LITTLE ROCK (CN) - Two doctors filed a federal class action against the Arkansas State Medical Board, challenging a new state law banning all abortion care at 12 weeks of pregnancy.

Lead plaintiffs Drs. Louis Jerry Edwards and Tom Tvedten sued all 14 members of the Arkansas State Medical Board, including board President Joseph M. Beck, on their own behalf and on behalf of their patients.

They claim the law banning abortion care after 12 weeks of pregnancy violates "over forty years of settled United States Supreme Court precedent."

The complaint states: "This is a constitutional challenge under 42 U.S.C. § 1983 to Act 301 of the Arkansas General Assembly of 2013, to be codified as Ark. Code Ann. §§ 20-16-1301-1307 ('the Act'). In violation of over forty years of settled United States Supreme Court precedent, the Act bans abortion care starting at 12 weeks of pregnancy, threatening the rights, liberty, and well-being of Arkansas women and their families. Flouting the protections of the Fourteenth Amendment to the United States Constitution, the Act violates the right to be free from unwarranted intrusion by politicians into matters so fundamentally affecting the course of a woman's life as the decision whether and when to have a child, and whether or not to carry a previable pregnancy to term. The Act would usurp this decision that - as a constitutional matter - must rest with a woman, her family, and her doctor."

The only exceptions to the ban are to save a woman's life, to prevent "substantial and irreversible impairment of a major bodily function," and "for cases of statutorily defined rape or incest."

"Under the Act, plaintiffs, medical doctors, are subject to the severe sanction of license revocation for providing abortion care starting at 12 weeks of pregnancy. The Act thus denies plaintiffs' patients their constitutionally guaranteed right to decide to end a previability pregnancy," the complaint states.

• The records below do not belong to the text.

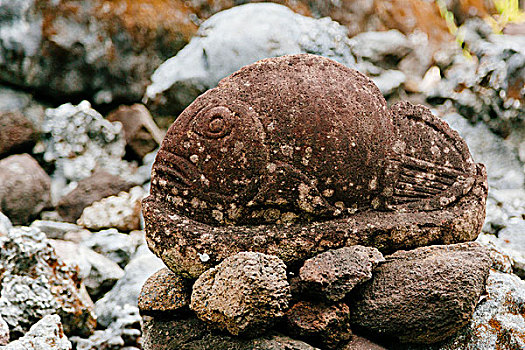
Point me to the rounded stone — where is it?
[143,55,487,278]
[190,252,290,337]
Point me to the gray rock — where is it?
[351,242,492,344]
[142,316,319,350]
[190,252,290,336]
[0,154,51,225]
[0,0,196,103]
[0,211,13,236]
[95,246,164,327]
[50,240,124,300]
[0,315,9,346]
[42,101,131,185]
[3,315,72,350]
[31,220,82,239]
[77,186,146,231]
[145,3,355,114]
[82,228,137,268]
[442,113,525,190]
[0,228,96,339]
[299,246,385,301]
[439,271,525,350]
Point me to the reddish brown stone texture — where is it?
[57,171,133,222]
[107,104,164,160]
[143,55,487,278]
[286,301,352,349]
[138,268,191,314]
[351,242,491,344]
[0,112,37,157]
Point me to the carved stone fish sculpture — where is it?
[143,55,487,277]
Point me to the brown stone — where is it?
[107,104,164,160]
[286,301,352,349]
[299,246,385,301]
[139,268,191,314]
[57,171,133,222]
[190,252,290,337]
[143,55,487,278]
[0,112,37,157]
[142,315,319,350]
[350,242,492,344]
[0,153,51,225]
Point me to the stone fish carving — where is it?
[143,55,487,277]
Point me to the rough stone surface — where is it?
[0,111,37,157]
[0,154,51,225]
[299,246,385,301]
[143,55,487,278]
[77,186,146,231]
[145,4,355,114]
[0,212,13,236]
[190,252,290,336]
[3,315,72,350]
[95,246,164,327]
[142,316,319,350]
[440,271,525,350]
[50,240,124,301]
[42,101,132,185]
[138,268,192,314]
[0,228,96,339]
[0,316,9,346]
[0,0,197,103]
[286,301,352,349]
[57,171,132,222]
[351,242,492,344]
[107,104,164,160]
[82,228,137,268]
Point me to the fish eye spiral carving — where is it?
[194,106,234,139]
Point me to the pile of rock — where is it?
[139,55,500,349]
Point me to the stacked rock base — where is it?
[139,242,491,350]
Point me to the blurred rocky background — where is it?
[0,0,525,350]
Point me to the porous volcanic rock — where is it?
[57,170,132,222]
[286,301,352,349]
[106,104,164,160]
[142,315,319,350]
[2,315,72,350]
[0,0,197,103]
[143,55,487,278]
[0,112,37,157]
[0,227,96,339]
[190,252,290,336]
[139,268,192,314]
[299,246,385,301]
[0,153,51,225]
[351,242,492,344]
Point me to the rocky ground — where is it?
[0,0,525,350]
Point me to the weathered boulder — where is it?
[0,228,96,339]
[0,111,37,157]
[145,3,355,115]
[138,268,192,315]
[190,252,290,336]
[286,301,352,349]
[143,55,487,278]
[107,104,164,160]
[0,0,197,103]
[142,316,319,350]
[57,171,132,222]
[77,186,146,231]
[299,246,385,301]
[0,154,51,225]
[351,242,492,344]
[2,315,72,350]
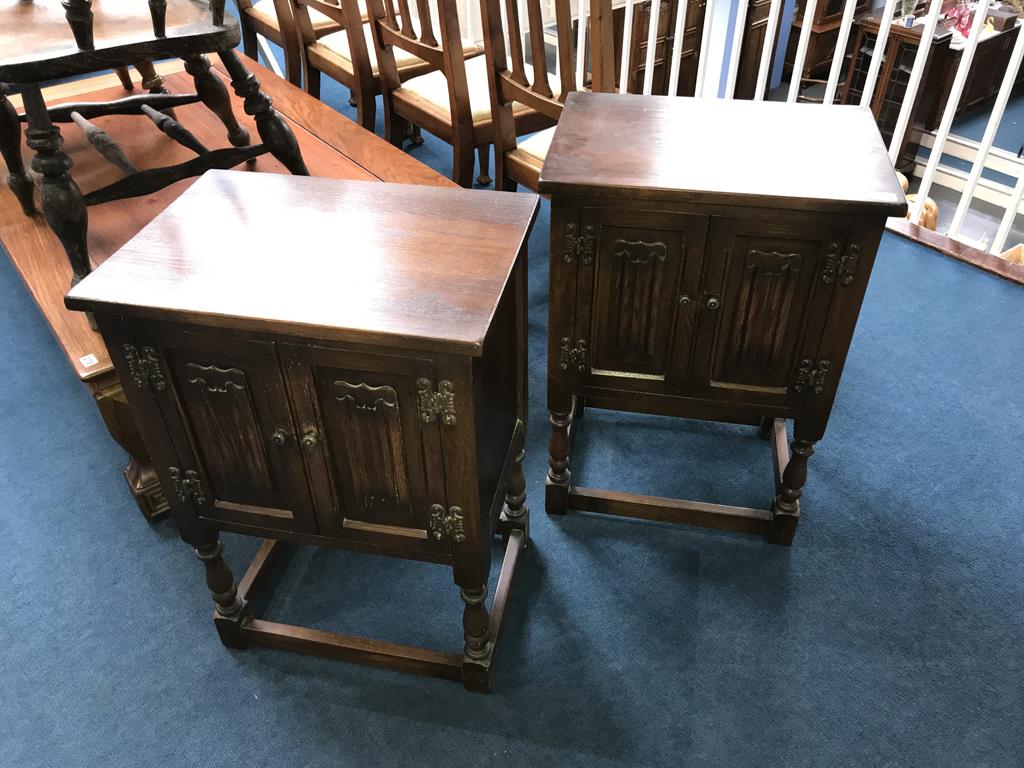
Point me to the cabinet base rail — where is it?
[547,409,800,545]
[225,518,526,692]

The doctors claim that 20 percent of abortions in Arkansas take place "at and after 12 weeks."

"The Act will prohibit most of these post-12 week, previability abortions. Absent an injunction, plaintiffs will have no choice but to turn away patients in need of abortion care. The constitutional rights of Arkansas women would suffer irreparably, as would their well-being and dignity," the complaint states.

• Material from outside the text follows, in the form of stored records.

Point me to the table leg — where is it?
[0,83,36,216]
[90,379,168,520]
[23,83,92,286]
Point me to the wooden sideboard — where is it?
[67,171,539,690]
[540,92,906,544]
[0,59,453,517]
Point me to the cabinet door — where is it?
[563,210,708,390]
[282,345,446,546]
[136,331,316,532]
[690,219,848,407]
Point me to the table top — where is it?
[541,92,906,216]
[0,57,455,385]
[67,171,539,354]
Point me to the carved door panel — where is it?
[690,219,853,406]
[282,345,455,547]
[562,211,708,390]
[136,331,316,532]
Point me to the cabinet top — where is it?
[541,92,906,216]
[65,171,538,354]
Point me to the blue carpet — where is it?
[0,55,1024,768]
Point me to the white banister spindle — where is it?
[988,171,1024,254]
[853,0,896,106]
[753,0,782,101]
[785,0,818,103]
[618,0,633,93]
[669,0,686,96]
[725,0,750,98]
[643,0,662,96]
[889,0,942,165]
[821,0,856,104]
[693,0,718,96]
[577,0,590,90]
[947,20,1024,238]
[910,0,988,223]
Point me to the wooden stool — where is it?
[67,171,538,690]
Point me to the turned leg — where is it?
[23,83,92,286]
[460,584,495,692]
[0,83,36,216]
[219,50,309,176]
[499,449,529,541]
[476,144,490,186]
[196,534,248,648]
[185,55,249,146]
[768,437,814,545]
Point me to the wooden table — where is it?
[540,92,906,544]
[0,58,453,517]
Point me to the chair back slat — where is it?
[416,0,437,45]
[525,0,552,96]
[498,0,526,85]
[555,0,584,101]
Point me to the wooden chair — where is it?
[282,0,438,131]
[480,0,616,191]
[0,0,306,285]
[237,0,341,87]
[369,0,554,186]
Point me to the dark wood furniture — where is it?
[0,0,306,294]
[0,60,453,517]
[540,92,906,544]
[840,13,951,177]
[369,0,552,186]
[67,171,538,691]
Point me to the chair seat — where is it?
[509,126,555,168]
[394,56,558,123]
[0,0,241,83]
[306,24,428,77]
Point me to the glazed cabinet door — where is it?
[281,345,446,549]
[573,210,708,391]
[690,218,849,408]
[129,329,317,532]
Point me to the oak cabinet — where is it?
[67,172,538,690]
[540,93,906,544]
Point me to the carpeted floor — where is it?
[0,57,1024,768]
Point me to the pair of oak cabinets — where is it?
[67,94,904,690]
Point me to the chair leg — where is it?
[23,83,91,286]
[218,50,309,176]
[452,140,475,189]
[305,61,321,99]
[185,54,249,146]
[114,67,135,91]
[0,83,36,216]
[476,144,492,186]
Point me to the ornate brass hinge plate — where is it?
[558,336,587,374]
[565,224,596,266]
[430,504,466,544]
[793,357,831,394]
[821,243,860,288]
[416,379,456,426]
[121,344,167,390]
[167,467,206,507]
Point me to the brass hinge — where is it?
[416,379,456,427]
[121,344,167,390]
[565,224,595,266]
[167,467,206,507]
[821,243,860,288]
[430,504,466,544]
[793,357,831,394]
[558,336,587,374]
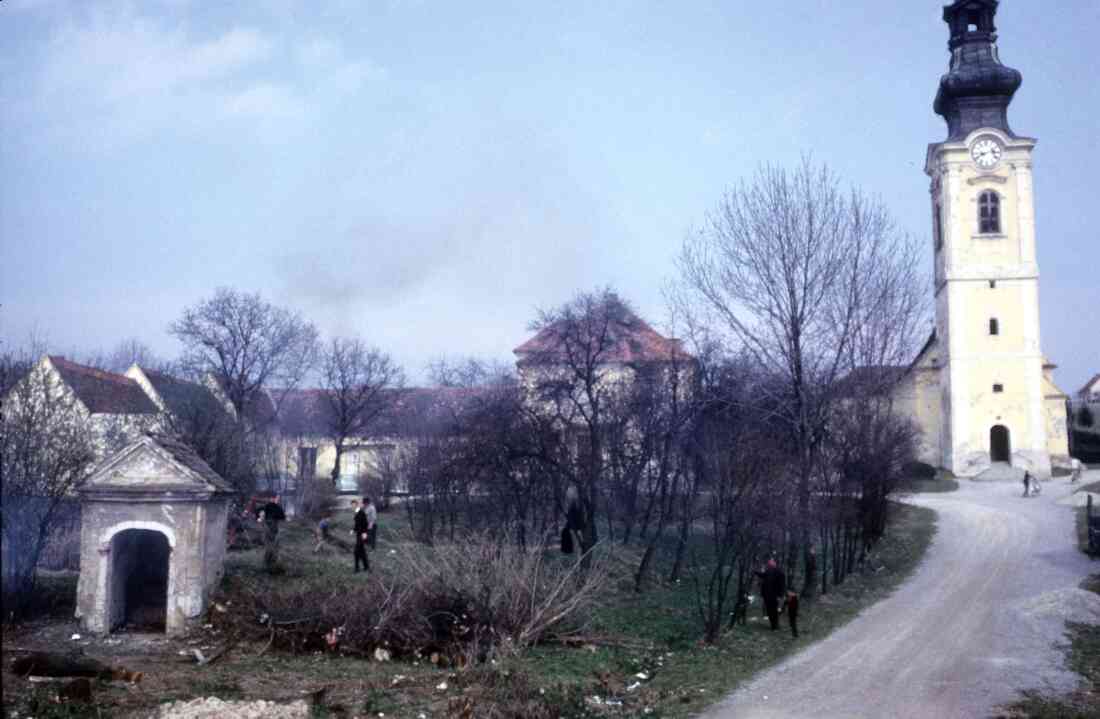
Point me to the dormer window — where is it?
[934,202,944,252]
[978,190,1001,234]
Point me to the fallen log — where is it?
[11,652,144,684]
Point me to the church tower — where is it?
[925,0,1065,477]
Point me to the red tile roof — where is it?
[513,308,692,364]
[50,355,157,414]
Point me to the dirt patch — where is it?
[151,697,309,719]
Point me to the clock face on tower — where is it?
[970,137,1002,169]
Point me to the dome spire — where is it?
[934,0,1023,140]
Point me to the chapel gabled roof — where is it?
[138,365,226,417]
[50,355,157,414]
[79,433,237,496]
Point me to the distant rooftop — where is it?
[50,355,157,414]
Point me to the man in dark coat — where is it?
[351,499,371,572]
[754,560,787,631]
[256,495,286,574]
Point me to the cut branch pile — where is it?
[211,535,607,665]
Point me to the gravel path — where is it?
[705,471,1100,719]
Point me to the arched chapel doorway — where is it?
[989,424,1012,464]
[108,529,171,632]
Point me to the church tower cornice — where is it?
[933,0,1023,141]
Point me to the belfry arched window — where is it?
[978,190,1001,234]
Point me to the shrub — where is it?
[219,534,608,664]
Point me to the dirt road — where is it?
[705,473,1100,719]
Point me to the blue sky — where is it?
[0,0,1100,391]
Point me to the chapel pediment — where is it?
[81,436,232,493]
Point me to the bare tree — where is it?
[521,289,638,567]
[678,159,925,593]
[0,353,96,613]
[168,287,317,420]
[321,338,405,484]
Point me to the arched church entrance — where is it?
[108,529,169,632]
[989,424,1012,464]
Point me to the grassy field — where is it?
[1001,574,1100,719]
[3,506,935,719]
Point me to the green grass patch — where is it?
[521,505,935,717]
[998,574,1100,719]
[4,505,935,719]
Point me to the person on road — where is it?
[351,499,371,573]
[754,560,787,631]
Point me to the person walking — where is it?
[754,560,787,631]
[256,495,286,574]
[351,499,371,573]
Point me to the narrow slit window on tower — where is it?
[935,202,944,251]
[978,190,1001,234]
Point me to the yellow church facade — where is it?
[897,0,1069,477]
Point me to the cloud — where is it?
[7,3,385,147]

"The Act presents physicians in Arkansas with an untenable choice: to face license revocation for continuing to provide abortion care in accordance with their best medical judgment, or to stop providing the critical care their patients seek."

They seek declaratory judgment that the law is unconstitutional, and want its enforcement enjoined.

Their lead counsel is Bettina Brownstein, a cooperating attorney with the ACLU in Little Rock.